A few hours ago, Google Webmaster announced via Twitter that after 25 years of being a de-facto standard, Robots Exclusion Protocol has been standardized. Webmasters intended to relive the web developers and owners from finding the answer to the question ‘How do control web crawler’. They worked with the original author of the Protocol, Martijn Koster, to document how REP is used on the modern web and submitted it to the Internet Engineering Task Force (IETF).
Some 25 years ago in 1994, after crawlers were overwhelming his sites, Martijn Koster, obtaining inputs from other webmasters created the Robots Exclusion Protocol to help website owners to manage their server resources easily. But neither did the REP develop into official internet standard nor was it ever updated to cover today’s cases. Different web developers interpreted the protocol differently.
The new REP draft doesn’t change the rules that were created in 1994 by Martijn Koster but rather defines the scenarios for robots.txt parsing and matching that earlier remained undefined. According to Google, the new REP will help standardize robots.txt for the modern web.
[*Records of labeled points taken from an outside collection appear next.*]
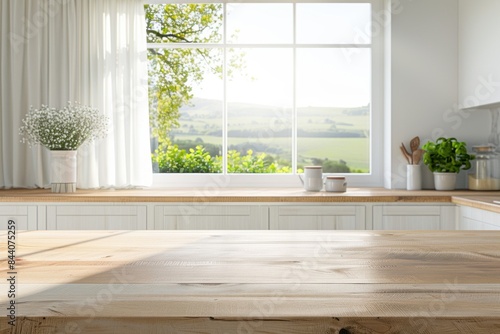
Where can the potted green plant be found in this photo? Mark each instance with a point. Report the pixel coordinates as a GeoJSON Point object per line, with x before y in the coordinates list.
{"type": "Point", "coordinates": [445, 158]}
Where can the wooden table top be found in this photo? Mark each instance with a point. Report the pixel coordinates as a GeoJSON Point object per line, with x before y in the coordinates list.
{"type": "Point", "coordinates": [389, 280]}
{"type": "Point", "coordinates": [196, 195]}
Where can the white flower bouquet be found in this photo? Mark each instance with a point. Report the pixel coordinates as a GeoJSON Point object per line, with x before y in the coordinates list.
{"type": "Point", "coordinates": [63, 130]}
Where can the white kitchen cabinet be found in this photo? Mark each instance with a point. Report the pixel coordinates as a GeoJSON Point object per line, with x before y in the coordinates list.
{"type": "Point", "coordinates": [23, 215]}
{"type": "Point", "coordinates": [206, 216]}
{"type": "Point", "coordinates": [108, 216]}
{"type": "Point", "coordinates": [477, 219]}
{"type": "Point", "coordinates": [317, 217]}
{"type": "Point", "coordinates": [479, 70]}
{"type": "Point", "coordinates": [414, 217]}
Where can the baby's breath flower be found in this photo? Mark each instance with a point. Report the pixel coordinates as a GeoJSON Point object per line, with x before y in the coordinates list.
{"type": "Point", "coordinates": [64, 129]}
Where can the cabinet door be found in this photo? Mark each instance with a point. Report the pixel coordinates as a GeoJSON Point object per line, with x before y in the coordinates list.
{"type": "Point", "coordinates": [477, 219]}
{"type": "Point", "coordinates": [211, 217]}
{"type": "Point", "coordinates": [315, 217]}
{"type": "Point", "coordinates": [414, 217]}
{"type": "Point", "coordinates": [96, 217]}
{"type": "Point", "coordinates": [24, 216]}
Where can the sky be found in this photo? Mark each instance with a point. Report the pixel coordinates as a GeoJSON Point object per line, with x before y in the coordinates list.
{"type": "Point", "coordinates": [326, 77]}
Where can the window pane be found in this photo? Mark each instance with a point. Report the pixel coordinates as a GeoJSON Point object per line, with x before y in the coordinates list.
{"type": "Point", "coordinates": [333, 23]}
{"type": "Point", "coordinates": [259, 23]}
{"type": "Point", "coordinates": [184, 23]}
{"type": "Point", "coordinates": [333, 101]}
{"type": "Point", "coordinates": [260, 110]}
{"type": "Point", "coordinates": [186, 94]}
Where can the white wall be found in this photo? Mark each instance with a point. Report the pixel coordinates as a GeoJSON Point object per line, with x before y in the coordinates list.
{"type": "Point", "coordinates": [422, 90]}
{"type": "Point", "coordinates": [479, 52]}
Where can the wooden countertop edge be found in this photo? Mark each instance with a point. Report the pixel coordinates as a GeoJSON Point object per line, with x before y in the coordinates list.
{"type": "Point", "coordinates": [478, 202]}
{"type": "Point", "coordinates": [247, 195]}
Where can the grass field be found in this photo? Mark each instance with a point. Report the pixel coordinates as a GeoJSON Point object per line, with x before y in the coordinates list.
{"type": "Point", "coordinates": [263, 124]}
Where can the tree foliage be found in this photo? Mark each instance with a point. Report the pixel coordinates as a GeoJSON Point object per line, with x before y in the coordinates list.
{"type": "Point", "coordinates": [172, 71]}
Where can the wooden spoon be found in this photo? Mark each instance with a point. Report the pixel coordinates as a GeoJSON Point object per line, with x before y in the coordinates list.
{"type": "Point", "coordinates": [417, 155]}
{"type": "Point", "coordinates": [406, 154]}
{"type": "Point", "coordinates": [414, 144]}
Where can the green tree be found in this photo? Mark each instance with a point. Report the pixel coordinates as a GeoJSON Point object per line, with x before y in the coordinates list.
{"type": "Point", "coordinates": [172, 71]}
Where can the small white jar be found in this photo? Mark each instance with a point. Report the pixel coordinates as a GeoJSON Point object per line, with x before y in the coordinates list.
{"type": "Point", "coordinates": [335, 184]}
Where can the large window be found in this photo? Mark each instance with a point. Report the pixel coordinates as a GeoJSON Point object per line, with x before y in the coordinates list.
{"type": "Point", "coordinates": [242, 93]}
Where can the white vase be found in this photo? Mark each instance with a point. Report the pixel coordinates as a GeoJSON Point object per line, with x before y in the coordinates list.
{"type": "Point", "coordinates": [413, 177]}
{"type": "Point", "coordinates": [445, 181]}
{"type": "Point", "coordinates": [63, 171]}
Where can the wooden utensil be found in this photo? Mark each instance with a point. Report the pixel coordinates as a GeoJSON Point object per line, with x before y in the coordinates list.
{"type": "Point", "coordinates": [414, 144]}
{"type": "Point", "coordinates": [407, 154]}
{"type": "Point", "coordinates": [417, 156]}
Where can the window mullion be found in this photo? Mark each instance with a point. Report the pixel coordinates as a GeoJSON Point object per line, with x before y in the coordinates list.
{"type": "Point", "coordinates": [224, 93]}
{"type": "Point", "coordinates": [294, 87]}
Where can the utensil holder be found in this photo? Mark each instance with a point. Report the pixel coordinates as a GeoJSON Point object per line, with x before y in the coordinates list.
{"type": "Point", "coordinates": [413, 177]}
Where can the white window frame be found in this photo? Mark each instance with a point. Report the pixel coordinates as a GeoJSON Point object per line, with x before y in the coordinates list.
{"type": "Point", "coordinates": [211, 182]}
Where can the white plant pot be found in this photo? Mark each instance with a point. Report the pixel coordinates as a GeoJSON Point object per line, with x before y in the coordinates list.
{"type": "Point", "coordinates": [63, 171]}
{"type": "Point", "coordinates": [445, 181]}
{"type": "Point", "coordinates": [413, 177]}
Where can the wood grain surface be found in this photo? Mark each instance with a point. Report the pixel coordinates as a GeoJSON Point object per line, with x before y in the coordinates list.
{"type": "Point", "coordinates": [201, 195]}
{"type": "Point", "coordinates": [255, 282]}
- Any URI based transfer protocol can use robots.txt. For instance, it’s not limited to HTTP anymore. It can be used for FTP or CoAP .
- Developers need to parse at least the first 500 kibibytes of a robots.txt. Defining a maximum file size would ensure connections are not open for too long, avoiding unnecessary strain on servers.
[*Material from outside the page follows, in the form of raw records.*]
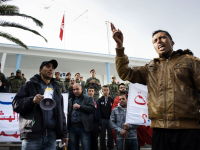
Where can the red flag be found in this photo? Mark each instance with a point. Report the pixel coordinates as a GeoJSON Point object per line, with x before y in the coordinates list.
{"type": "Point", "coordinates": [62, 29]}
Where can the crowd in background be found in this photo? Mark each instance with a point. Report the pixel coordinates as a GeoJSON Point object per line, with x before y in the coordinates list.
{"type": "Point", "coordinates": [109, 101]}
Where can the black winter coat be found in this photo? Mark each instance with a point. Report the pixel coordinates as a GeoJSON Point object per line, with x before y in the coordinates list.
{"type": "Point", "coordinates": [23, 104]}
{"type": "Point", "coordinates": [87, 110]}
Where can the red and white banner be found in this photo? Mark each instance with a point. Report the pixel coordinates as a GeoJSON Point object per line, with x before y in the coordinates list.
{"type": "Point", "coordinates": [137, 106]}
{"type": "Point", "coordinates": [62, 28]}
{"type": "Point", "coordinates": [9, 120]}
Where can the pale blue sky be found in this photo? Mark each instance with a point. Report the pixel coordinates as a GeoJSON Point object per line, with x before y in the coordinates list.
{"type": "Point", "coordinates": [137, 19]}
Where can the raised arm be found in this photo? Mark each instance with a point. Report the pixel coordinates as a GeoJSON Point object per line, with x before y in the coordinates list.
{"type": "Point", "coordinates": [22, 102]}
{"type": "Point", "coordinates": [134, 75]}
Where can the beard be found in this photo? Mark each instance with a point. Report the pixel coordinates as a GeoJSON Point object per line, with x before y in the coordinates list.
{"type": "Point", "coordinates": [46, 77]}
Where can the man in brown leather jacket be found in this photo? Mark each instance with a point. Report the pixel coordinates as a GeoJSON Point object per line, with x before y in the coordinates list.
{"type": "Point", "coordinates": [173, 81]}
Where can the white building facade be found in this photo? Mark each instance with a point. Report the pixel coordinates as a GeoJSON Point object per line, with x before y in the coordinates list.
{"type": "Point", "coordinates": [14, 57]}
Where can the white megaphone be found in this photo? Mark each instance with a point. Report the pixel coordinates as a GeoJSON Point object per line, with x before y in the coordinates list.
{"type": "Point", "coordinates": [48, 103]}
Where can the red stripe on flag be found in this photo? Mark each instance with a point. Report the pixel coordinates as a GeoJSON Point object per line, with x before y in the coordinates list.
{"type": "Point", "coordinates": [62, 29]}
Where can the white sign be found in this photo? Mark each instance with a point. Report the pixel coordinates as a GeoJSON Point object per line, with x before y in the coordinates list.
{"type": "Point", "coordinates": [9, 120]}
{"type": "Point", "coordinates": [137, 106]}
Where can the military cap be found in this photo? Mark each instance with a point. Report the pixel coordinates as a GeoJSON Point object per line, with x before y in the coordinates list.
{"type": "Point", "coordinates": [18, 71]}
{"type": "Point", "coordinates": [53, 61]}
{"type": "Point", "coordinates": [68, 73]}
{"type": "Point", "coordinates": [57, 72]}
{"type": "Point", "coordinates": [92, 70]}
{"type": "Point", "coordinates": [77, 73]}
{"type": "Point", "coordinates": [113, 76]}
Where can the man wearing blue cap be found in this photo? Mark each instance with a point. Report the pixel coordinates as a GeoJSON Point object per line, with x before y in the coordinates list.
{"type": "Point", "coordinates": [40, 128]}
- A new maximum caching time of 24 hours or cache directive value, if available, gives website owners the flexibility to update their robots.txt whenever they want. For instance, in the case of HTTP, Cache-Control headers could be used for determining caching time.
- The specification says that when a previously accessible robots.txt file becomes inaccessible due to server failures, known disallowed pages are not crawled for a reasonably long period of time.”